The terms of the agreement between Thomas Cook and the Group no longer seem to be publicly available – Thomas Cook indicated that they are not published on its website. However, I made detailed notes of the contract terms when the deal was announced.
The new business was to be 70% owned by Thomas Cook and 30% by the Group. More significantly, from the fifth year onward the Group has the option to require Thomas Cook to buy it out – and Thomas Cook has the option to require the Group to sell. While the merged business may continue as a joint venture – and both parties stressed the intention of this being a long term arrangement – it is possible that the Group will cease to be involved from 2015.
Thomas Cook declined to be drawn on the question of whether it intends to exercise its option.

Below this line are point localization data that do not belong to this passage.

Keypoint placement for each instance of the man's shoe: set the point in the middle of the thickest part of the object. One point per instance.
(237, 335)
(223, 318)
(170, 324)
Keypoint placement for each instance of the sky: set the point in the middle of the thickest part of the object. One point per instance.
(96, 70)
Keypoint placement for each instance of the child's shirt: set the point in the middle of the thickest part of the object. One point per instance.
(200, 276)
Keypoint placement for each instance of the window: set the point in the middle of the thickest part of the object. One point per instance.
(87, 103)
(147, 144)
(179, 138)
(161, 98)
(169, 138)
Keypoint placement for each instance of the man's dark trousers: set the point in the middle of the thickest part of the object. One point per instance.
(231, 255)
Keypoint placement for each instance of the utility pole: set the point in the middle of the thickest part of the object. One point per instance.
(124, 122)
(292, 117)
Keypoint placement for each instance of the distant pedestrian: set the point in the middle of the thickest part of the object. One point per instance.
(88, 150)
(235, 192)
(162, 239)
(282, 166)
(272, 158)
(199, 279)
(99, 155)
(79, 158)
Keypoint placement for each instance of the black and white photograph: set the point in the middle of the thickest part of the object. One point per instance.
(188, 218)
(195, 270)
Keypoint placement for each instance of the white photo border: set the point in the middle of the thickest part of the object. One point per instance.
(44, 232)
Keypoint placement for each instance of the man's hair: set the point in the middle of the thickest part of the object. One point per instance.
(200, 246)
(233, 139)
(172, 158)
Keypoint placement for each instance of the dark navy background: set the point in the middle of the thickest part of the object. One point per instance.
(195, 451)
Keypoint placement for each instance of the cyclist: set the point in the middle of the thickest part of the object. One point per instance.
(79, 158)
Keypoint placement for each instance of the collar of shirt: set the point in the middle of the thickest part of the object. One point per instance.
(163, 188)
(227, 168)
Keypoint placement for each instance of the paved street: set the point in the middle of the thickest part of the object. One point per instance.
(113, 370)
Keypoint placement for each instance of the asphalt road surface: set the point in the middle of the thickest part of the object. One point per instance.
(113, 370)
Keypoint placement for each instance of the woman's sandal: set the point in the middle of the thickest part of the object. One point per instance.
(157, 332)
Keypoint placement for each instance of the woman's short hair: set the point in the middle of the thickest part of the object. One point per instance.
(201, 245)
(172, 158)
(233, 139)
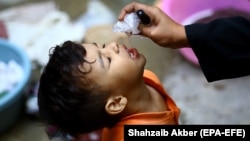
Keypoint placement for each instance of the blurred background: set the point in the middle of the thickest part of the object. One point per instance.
(36, 25)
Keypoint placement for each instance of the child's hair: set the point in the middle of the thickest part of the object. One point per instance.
(69, 100)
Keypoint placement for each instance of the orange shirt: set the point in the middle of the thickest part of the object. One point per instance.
(167, 117)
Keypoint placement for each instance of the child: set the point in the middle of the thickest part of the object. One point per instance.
(88, 87)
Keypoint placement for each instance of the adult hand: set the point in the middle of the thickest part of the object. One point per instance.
(163, 30)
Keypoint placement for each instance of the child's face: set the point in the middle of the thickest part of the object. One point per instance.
(116, 67)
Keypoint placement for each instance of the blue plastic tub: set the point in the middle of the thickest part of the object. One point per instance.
(11, 103)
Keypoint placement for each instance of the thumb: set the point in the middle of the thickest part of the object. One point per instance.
(145, 30)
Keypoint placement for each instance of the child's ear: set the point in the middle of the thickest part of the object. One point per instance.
(116, 104)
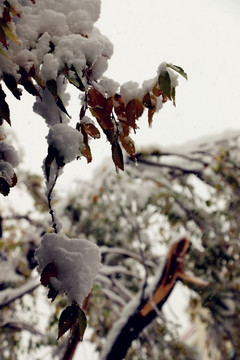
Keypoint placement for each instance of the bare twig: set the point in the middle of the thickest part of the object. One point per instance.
(51, 211)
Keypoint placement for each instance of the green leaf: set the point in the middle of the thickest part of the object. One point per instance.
(52, 87)
(164, 82)
(178, 69)
(4, 109)
(82, 323)
(117, 155)
(4, 186)
(68, 319)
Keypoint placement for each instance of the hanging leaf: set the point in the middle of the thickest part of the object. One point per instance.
(178, 69)
(128, 145)
(174, 96)
(27, 83)
(134, 110)
(86, 152)
(14, 180)
(119, 106)
(49, 271)
(52, 87)
(103, 118)
(91, 130)
(6, 14)
(3, 38)
(53, 154)
(52, 293)
(95, 98)
(156, 91)
(82, 323)
(3, 53)
(11, 83)
(4, 109)
(149, 101)
(68, 319)
(117, 155)
(4, 186)
(75, 79)
(164, 82)
(9, 33)
(151, 112)
(108, 105)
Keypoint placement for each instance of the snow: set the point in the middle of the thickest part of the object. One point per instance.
(129, 309)
(8, 160)
(66, 140)
(77, 262)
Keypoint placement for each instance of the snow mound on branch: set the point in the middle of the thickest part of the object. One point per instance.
(66, 140)
(8, 160)
(77, 262)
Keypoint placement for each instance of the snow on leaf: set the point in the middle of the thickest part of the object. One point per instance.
(9, 33)
(178, 69)
(68, 319)
(95, 98)
(52, 87)
(11, 83)
(3, 38)
(75, 79)
(50, 270)
(27, 83)
(77, 262)
(117, 155)
(4, 186)
(82, 323)
(4, 109)
(164, 82)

Its spokeswoman said: “We’re not able to comment on these points.”
However, it should be added that under the terms of the deal – as I noted them down at the time – even if the Group sells its stake to Thomas Cook, the latter continues to have ownership of the Co-operative Travel brand name for a further two years. That, of course, would change if a third party acquires the brand name in the mean time. Thomas Cook said it was unable to comment on the likely timescale for rebranding the remaining Co-op Travel branches as Thomas Cook.
In financial terms the merger has been a resounding success. A year ago the merged company’s shares were virtually worthless. Now they sell for about £1.60 a share – reflecting the turnaround in the company. After a period of severe losses, the company is making a significant profit. That potentially makes an acquisition by Thomas Cook of the Co-op Group’s stake very expensive – perhaps unaffordably so. Alternatively, it would represent a potential large scale windfall for the Group.
(The agreed sale price is four times annual profit if sold as a ‘put’ by the Group, or five times annual profit, if sold as a ‘pull’ by Thomas Cook. Annual profit is measured by EBITDA, earnings before interest, tax, depreciation and amortisation.)
The turnaround has been more Thomas Cook than Co-op Group. The chairman and chief executive of the merged business came from Thomas Cook, while the chief finance officer came from Co-op Travel. (A new chief executive has since been recruited from outside.) The most significant presence on the board of the combined business was that of the then Group chief executive.
While the Group’s CEO Peter Marks did not initially take his salary as a non-executive director of Thomas Cook, I assume that he now does so. Thomas Cook’s spokeswoman explains: “Peter Marks is still a non-executive director. He was appointed on 1st October 2011 and his director’s remuneration is stated on page 64 of the Thomas Cook Group’s 2012 Annual Report & Accounts as £66,000 base salary fee. We are not able to comment further on his remuneration or whether he will continue in the position.”
Given the concerns over the crisis at the Bank and the comments made to the House of Commons Treasury Select Committee by former Bank chief executive Neville Richardson it will be interesting to see what reaction there is to the Group’s former chief executive still receiving a significant fee for his role as non-executive director of Thomas Cook.